Research Guides: Data Cleaning: Cleaning with Python

Common Functions used in Python

Pandas Functions:

pd.read_csv()
Read a comma-separated value file (.csv) into Python as a DataFrame.
pd.melt()
Spread a column so that values stored in a single column can be made into columns as well.
pd.pivot_table()
Create a spreadsheet-style pivot table as a DataFrame. The levels in the pivot table will be stored in MultiIndex objects (hierarchical indexes) on the index and columns of the result DataFrame
pd.concat()
Concatenate pandas objects along a particular axis.
pd.DataFrame.merge()
Merge DataFrame objects by performing a column-column join similar to database-style join commands.
pd.notnull()
Check a Pandas object for missing values.

Regex Functions:

re.compile()
Compile a regular expression pattern into a Python object.
re.findall()
Return all non-overlapping matches of a pattern in a string, as a list of strings.

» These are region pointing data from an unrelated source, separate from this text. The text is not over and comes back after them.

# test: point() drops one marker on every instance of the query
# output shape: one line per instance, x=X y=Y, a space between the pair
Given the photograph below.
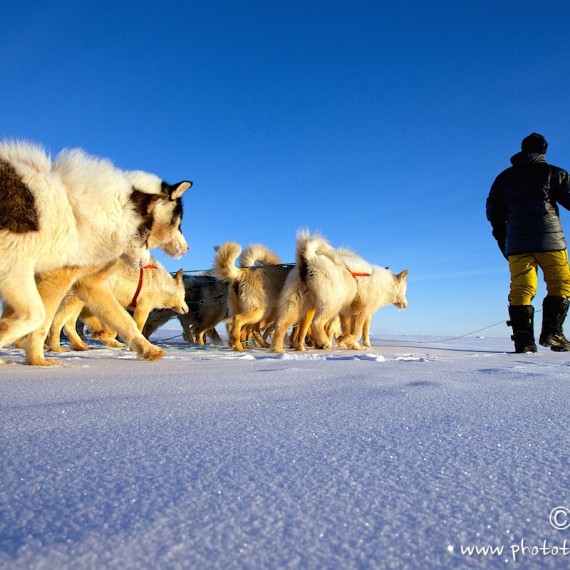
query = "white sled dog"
x=139 y=289
x=327 y=282
x=69 y=222
x=319 y=288
x=253 y=291
x=376 y=288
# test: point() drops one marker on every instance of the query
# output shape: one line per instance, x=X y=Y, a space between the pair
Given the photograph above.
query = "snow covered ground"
x=405 y=455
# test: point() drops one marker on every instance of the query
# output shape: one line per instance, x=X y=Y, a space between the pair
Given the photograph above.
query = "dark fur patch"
x=142 y=203
x=18 y=212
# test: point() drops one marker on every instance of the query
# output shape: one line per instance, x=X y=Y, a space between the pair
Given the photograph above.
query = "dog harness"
x=139 y=286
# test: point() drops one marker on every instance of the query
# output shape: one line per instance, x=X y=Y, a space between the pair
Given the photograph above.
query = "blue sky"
x=381 y=125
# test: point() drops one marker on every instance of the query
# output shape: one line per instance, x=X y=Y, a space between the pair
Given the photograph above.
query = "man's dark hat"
x=534 y=143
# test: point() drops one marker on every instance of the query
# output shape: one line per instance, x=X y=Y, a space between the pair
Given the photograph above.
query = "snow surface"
x=398 y=456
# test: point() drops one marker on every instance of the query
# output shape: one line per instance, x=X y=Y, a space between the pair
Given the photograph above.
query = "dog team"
x=75 y=237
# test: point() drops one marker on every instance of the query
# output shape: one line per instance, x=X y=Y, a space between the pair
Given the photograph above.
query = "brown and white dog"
x=139 y=290
x=254 y=290
x=376 y=287
x=207 y=299
x=327 y=283
x=67 y=223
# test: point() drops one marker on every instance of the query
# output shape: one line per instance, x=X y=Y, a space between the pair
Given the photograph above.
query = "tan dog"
x=139 y=289
x=319 y=288
x=253 y=290
x=376 y=288
x=207 y=299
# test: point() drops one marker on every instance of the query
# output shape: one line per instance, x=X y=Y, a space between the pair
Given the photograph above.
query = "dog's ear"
x=175 y=191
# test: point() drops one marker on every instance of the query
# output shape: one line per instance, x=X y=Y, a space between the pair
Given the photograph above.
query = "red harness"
x=139 y=286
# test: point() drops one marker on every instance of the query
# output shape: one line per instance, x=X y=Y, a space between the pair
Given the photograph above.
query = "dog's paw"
x=113 y=343
x=154 y=354
x=44 y=362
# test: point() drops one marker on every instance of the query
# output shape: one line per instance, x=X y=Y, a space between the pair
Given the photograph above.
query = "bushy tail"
x=309 y=248
x=258 y=253
x=225 y=261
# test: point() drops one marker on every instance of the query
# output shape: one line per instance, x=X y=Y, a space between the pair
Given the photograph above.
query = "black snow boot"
x=522 y=322
x=554 y=313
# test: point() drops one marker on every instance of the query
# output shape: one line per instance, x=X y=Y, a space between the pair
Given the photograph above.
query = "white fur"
x=85 y=220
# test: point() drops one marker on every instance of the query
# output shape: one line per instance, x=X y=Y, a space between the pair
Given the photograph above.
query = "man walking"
x=523 y=210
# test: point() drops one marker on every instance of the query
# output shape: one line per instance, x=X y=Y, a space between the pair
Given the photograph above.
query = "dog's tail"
x=225 y=261
x=257 y=253
x=309 y=248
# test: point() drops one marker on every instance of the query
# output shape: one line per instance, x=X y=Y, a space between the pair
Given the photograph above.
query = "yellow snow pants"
x=524 y=275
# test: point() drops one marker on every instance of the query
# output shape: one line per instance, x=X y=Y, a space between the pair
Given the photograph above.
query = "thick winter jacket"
x=523 y=205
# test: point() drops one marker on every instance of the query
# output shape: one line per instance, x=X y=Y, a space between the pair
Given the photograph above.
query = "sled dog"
x=139 y=290
x=69 y=222
x=207 y=299
x=319 y=288
x=253 y=291
x=376 y=287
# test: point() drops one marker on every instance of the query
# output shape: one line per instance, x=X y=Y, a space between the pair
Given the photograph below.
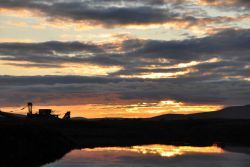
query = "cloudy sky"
x=124 y=58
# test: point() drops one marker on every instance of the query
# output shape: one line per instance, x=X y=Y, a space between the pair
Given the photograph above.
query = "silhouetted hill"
x=235 y=112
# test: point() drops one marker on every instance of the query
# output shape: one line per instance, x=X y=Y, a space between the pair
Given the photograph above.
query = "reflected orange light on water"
x=161 y=150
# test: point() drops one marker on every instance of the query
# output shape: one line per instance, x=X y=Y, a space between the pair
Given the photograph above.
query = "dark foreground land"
x=27 y=142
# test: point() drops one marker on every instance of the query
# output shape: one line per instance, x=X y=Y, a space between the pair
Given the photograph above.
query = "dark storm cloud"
x=221 y=82
x=197 y=90
x=236 y=3
x=107 y=13
x=231 y=47
x=55 y=53
x=229 y=43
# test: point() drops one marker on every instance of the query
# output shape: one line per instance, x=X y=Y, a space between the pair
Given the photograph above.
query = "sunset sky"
x=124 y=58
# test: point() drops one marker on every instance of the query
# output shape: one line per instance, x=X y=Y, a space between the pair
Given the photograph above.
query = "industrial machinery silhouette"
x=44 y=113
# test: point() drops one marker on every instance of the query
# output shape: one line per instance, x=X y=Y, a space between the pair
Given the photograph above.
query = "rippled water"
x=156 y=156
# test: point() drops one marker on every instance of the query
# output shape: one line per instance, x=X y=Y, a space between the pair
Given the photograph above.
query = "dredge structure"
x=44 y=113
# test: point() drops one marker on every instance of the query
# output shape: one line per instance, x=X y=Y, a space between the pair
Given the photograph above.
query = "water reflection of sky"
x=153 y=155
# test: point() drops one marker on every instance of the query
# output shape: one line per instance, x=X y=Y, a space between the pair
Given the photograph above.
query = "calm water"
x=156 y=156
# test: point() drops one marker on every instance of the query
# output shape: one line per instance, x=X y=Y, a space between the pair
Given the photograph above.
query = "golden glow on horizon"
x=161 y=150
x=134 y=110
x=159 y=75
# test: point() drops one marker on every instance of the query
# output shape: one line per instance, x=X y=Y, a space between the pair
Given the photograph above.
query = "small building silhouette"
x=45 y=112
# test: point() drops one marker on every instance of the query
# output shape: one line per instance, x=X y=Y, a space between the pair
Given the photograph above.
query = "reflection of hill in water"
x=32 y=142
x=25 y=144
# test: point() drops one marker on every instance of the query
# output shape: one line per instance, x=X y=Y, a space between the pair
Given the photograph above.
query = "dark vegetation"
x=28 y=142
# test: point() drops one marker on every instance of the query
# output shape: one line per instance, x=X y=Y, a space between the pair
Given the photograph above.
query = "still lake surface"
x=156 y=156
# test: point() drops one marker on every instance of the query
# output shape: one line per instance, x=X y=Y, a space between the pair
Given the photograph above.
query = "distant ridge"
x=234 y=112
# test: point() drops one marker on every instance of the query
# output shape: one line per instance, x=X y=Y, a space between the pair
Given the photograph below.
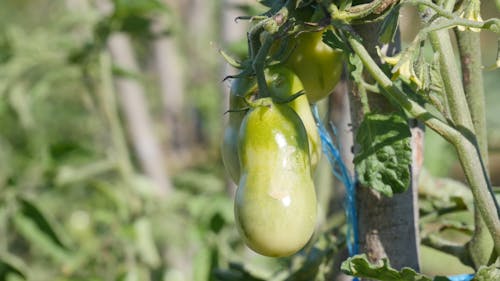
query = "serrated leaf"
x=355 y=68
x=389 y=26
x=383 y=162
x=487 y=273
x=359 y=266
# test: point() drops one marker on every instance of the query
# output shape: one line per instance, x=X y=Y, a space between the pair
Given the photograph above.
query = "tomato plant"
x=317 y=65
x=240 y=87
x=275 y=204
x=283 y=84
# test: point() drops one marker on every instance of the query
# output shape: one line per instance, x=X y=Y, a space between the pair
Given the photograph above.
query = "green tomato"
x=316 y=64
x=275 y=204
x=283 y=83
x=240 y=87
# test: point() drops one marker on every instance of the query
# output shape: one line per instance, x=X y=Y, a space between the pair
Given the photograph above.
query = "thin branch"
x=467 y=152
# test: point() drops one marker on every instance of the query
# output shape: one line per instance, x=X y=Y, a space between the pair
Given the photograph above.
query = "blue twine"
x=333 y=155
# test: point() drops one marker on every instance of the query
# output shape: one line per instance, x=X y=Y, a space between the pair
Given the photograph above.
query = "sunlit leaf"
x=359 y=266
x=389 y=26
x=383 y=162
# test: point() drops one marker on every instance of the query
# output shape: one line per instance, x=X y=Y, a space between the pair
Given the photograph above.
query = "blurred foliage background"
x=110 y=121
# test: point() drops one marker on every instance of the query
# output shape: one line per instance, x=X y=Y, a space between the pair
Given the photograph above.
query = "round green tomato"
x=240 y=87
x=316 y=64
x=283 y=83
x=275 y=204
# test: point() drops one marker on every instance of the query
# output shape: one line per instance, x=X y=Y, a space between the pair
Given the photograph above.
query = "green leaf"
x=145 y=242
x=39 y=239
x=235 y=272
x=32 y=212
x=10 y=265
x=355 y=68
x=487 y=273
x=389 y=26
x=334 y=41
x=383 y=162
x=359 y=266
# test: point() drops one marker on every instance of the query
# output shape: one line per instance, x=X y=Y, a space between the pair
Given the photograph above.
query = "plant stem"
x=259 y=64
x=468 y=154
x=450 y=75
x=480 y=244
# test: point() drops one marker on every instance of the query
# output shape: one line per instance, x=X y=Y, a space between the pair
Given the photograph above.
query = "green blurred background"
x=110 y=124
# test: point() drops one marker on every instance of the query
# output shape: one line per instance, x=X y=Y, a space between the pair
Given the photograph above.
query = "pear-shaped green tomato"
x=283 y=83
x=316 y=64
x=240 y=87
x=275 y=204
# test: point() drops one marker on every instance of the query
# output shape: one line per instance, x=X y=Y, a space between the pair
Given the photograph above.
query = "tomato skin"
x=275 y=204
x=317 y=65
x=283 y=83
x=240 y=87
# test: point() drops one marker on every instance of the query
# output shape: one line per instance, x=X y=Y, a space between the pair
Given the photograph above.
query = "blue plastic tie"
x=343 y=175
x=341 y=172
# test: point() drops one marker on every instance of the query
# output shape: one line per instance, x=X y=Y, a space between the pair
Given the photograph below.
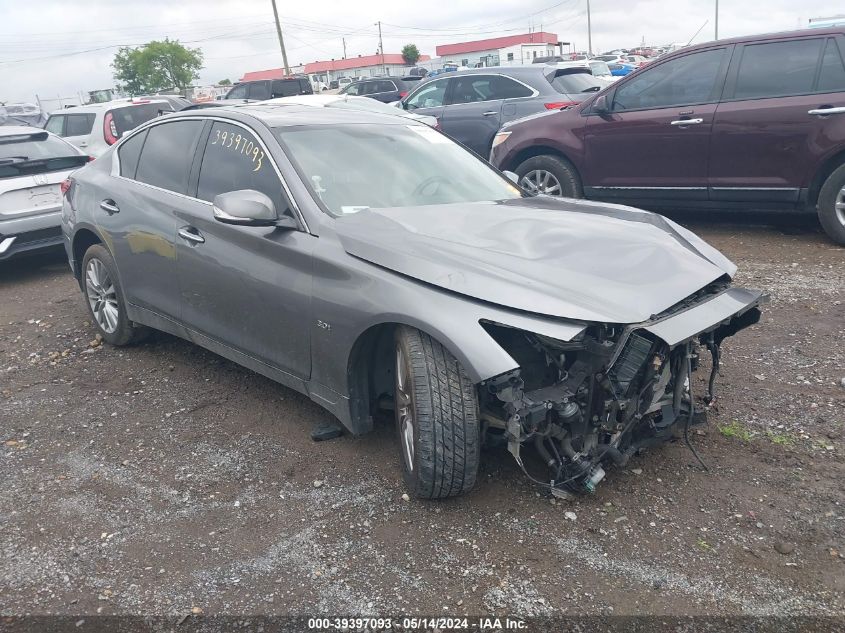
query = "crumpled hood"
x=563 y=258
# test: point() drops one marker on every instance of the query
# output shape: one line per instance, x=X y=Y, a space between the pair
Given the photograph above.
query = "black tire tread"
x=564 y=171
x=826 y=205
x=446 y=414
x=127 y=332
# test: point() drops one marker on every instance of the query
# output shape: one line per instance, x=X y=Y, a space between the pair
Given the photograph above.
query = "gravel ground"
x=160 y=478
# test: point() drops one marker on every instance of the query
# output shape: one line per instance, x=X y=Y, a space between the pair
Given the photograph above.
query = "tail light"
x=560 y=105
x=109 y=129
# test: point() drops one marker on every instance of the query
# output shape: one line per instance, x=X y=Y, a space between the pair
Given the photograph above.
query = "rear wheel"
x=436 y=417
x=831 y=205
x=550 y=175
x=105 y=300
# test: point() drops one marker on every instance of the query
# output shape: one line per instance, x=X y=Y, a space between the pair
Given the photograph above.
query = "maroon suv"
x=747 y=123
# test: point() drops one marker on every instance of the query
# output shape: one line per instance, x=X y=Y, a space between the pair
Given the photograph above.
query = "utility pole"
x=717 y=19
x=281 y=39
x=381 y=48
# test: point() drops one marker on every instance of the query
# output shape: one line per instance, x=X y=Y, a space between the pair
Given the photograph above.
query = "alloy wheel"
x=404 y=409
x=840 y=206
x=541 y=181
x=102 y=295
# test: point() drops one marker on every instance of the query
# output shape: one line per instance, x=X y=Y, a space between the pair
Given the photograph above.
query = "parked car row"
x=747 y=123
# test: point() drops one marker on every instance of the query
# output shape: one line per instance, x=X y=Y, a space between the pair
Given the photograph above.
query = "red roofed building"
x=326 y=71
x=496 y=51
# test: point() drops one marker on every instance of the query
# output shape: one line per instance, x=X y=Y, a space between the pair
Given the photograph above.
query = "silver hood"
x=563 y=258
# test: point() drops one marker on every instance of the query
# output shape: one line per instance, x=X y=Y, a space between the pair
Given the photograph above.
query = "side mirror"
x=245 y=207
x=600 y=105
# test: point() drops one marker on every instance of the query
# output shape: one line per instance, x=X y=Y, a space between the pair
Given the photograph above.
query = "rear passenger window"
x=79 y=124
x=832 y=75
x=686 y=80
x=128 y=154
x=259 y=91
x=167 y=155
x=56 y=124
x=778 y=69
x=235 y=160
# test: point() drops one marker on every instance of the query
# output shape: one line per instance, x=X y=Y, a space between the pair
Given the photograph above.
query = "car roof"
x=19 y=130
x=763 y=37
x=282 y=115
x=107 y=105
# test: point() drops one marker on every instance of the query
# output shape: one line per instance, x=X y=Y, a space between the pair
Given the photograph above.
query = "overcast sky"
x=47 y=46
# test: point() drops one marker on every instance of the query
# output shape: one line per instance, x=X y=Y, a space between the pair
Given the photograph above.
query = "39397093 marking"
x=240 y=145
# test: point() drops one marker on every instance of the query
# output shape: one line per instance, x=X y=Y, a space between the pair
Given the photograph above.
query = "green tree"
x=156 y=66
x=410 y=53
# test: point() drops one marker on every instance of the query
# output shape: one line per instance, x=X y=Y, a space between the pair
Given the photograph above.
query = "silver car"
x=33 y=165
x=370 y=262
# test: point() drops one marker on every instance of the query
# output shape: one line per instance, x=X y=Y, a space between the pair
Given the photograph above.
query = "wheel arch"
x=830 y=165
x=369 y=368
x=538 y=150
x=83 y=239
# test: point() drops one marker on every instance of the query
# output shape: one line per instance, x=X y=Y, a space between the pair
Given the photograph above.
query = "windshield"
x=354 y=167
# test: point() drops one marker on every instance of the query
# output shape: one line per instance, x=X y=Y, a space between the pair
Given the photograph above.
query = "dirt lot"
x=159 y=478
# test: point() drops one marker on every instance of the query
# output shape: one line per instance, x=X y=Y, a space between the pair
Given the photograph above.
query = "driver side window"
x=688 y=80
x=428 y=96
x=235 y=160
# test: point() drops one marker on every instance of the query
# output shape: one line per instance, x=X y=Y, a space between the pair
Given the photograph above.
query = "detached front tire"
x=550 y=175
x=104 y=296
x=436 y=417
x=831 y=206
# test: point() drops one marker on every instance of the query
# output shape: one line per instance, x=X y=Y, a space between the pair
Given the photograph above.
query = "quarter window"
x=167 y=155
x=79 y=124
x=778 y=69
x=234 y=160
x=686 y=80
x=832 y=75
x=128 y=154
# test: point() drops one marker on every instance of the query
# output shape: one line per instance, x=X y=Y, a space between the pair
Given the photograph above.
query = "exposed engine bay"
x=598 y=399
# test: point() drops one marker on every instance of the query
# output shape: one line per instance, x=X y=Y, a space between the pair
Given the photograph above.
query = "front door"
x=428 y=99
x=655 y=140
x=783 y=112
x=137 y=215
x=473 y=111
x=248 y=288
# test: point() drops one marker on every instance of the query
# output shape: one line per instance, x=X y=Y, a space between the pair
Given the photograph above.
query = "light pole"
x=717 y=19
x=281 y=39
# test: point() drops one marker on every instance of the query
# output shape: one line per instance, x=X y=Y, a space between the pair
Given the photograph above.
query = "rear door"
x=783 y=113
x=246 y=287
x=474 y=109
x=654 y=142
x=137 y=212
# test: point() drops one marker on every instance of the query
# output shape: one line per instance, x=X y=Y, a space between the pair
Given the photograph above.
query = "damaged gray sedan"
x=371 y=263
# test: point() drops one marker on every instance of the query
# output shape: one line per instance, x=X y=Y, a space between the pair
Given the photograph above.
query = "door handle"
x=826 y=111
x=685 y=122
x=191 y=234
x=109 y=206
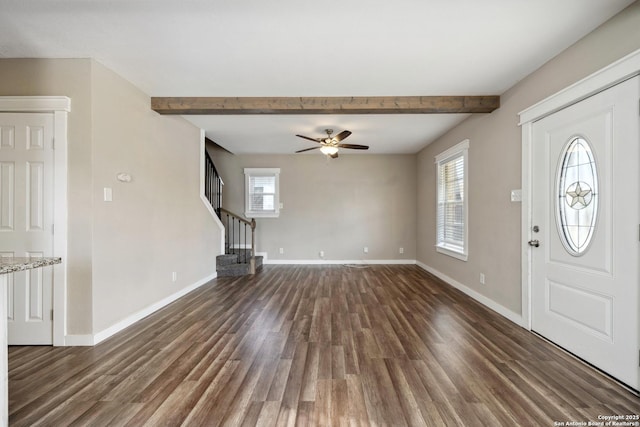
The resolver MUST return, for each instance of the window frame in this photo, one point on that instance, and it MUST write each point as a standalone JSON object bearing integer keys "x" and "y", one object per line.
{"x": 261, "y": 172}
{"x": 459, "y": 250}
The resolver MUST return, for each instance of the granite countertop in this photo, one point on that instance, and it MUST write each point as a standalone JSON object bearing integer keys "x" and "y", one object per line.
{"x": 11, "y": 264}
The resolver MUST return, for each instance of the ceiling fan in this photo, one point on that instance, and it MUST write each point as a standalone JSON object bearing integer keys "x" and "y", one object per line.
{"x": 330, "y": 145}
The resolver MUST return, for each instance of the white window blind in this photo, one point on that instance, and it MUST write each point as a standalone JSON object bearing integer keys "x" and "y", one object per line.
{"x": 262, "y": 199}
{"x": 452, "y": 201}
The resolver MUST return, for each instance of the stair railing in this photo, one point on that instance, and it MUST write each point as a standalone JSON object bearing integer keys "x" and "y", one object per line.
{"x": 212, "y": 184}
{"x": 236, "y": 235}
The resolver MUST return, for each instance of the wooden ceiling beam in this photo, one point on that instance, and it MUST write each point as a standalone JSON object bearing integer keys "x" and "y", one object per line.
{"x": 326, "y": 105}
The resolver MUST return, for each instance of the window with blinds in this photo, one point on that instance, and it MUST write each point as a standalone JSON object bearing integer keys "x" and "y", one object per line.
{"x": 261, "y": 192}
{"x": 452, "y": 201}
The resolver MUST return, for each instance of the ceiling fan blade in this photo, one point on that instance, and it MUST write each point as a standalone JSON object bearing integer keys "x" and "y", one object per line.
{"x": 342, "y": 135}
{"x": 354, "y": 146}
{"x": 310, "y": 139}
{"x": 307, "y": 149}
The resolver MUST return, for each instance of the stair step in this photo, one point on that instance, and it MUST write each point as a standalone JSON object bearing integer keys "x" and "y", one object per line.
{"x": 226, "y": 259}
{"x": 235, "y": 268}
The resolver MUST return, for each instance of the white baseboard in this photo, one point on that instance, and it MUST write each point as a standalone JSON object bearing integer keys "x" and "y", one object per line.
{"x": 489, "y": 303}
{"x": 339, "y": 261}
{"x": 90, "y": 340}
{"x": 78, "y": 340}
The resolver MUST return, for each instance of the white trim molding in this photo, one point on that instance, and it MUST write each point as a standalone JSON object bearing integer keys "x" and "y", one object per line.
{"x": 93, "y": 339}
{"x": 35, "y": 104}
{"x": 59, "y": 106}
{"x": 619, "y": 71}
{"x": 611, "y": 75}
{"x": 338, "y": 261}
{"x": 487, "y": 302}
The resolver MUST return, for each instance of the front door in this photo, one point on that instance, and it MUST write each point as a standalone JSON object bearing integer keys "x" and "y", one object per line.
{"x": 26, "y": 222}
{"x": 585, "y": 230}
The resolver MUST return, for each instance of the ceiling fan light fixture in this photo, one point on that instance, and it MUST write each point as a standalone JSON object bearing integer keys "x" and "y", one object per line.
{"x": 329, "y": 150}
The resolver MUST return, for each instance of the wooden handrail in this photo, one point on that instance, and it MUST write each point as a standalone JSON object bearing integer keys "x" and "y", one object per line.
{"x": 251, "y": 222}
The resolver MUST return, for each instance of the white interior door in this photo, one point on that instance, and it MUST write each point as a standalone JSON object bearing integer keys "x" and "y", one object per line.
{"x": 26, "y": 222}
{"x": 586, "y": 210}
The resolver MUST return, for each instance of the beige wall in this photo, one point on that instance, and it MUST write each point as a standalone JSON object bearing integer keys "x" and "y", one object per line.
{"x": 121, "y": 254}
{"x": 157, "y": 224}
{"x": 495, "y": 245}
{"x": 337, "y": 206}
{"x": 72, "y": 78}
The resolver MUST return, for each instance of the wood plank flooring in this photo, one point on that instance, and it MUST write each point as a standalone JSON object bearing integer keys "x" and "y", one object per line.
{"x": 317, "y": 346}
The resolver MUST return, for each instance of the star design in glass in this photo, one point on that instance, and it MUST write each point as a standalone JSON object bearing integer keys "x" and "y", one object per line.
{"x": 579, "y": 196}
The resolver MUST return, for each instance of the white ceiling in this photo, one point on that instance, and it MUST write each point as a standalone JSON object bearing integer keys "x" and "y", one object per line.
{"x": 307, "y": 48}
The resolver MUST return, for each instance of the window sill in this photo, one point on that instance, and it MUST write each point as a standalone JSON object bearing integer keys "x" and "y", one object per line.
{"x": 452, "y": 252}
{"x": 262, "y": 214}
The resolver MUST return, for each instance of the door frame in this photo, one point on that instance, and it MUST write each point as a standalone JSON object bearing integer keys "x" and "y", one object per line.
{"x": 619, "y": 71}
{"x": 59, "y": 106}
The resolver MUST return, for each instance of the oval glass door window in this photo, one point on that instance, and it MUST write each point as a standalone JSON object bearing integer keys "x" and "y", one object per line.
{"x": 577, "y": 198}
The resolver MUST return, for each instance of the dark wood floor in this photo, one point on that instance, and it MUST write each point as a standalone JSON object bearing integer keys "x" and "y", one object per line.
{"x": 314, "y": 345}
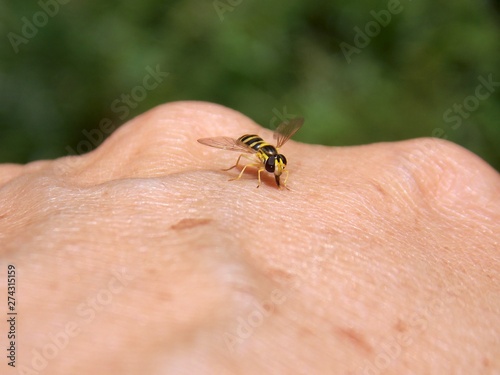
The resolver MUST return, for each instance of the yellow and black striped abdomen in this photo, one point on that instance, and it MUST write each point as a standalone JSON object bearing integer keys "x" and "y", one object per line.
{"x": 258, "y": 144}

Commonly used Python Methods:

.head()
Return the first n rows in an object. The n defaults to 5.
.tail()
Return the last n rows in an object. As with .head(), the n defaults to 5.
.info()
Return information about a data frame, including the index and column data types, non-null values, and memory usage.
.value_counts()
Return an object containing counts of unique values for chosen data.
.describe()
Provides summary statistical information about chosen data.
.split()
Split each string in the chosen values based on a pattern.
.astype()
Coerce a Pandas object to a specific data type.
.apply()
Apply a function to each row or column in a data frame.
.replace()
Replace values passed to to_replace argument with specified values.
.drop_duplicates()
Return a data frame where duplicate rows have been removed from specified columns.
.fillna()
Fill in NA / NaN values using a specified method.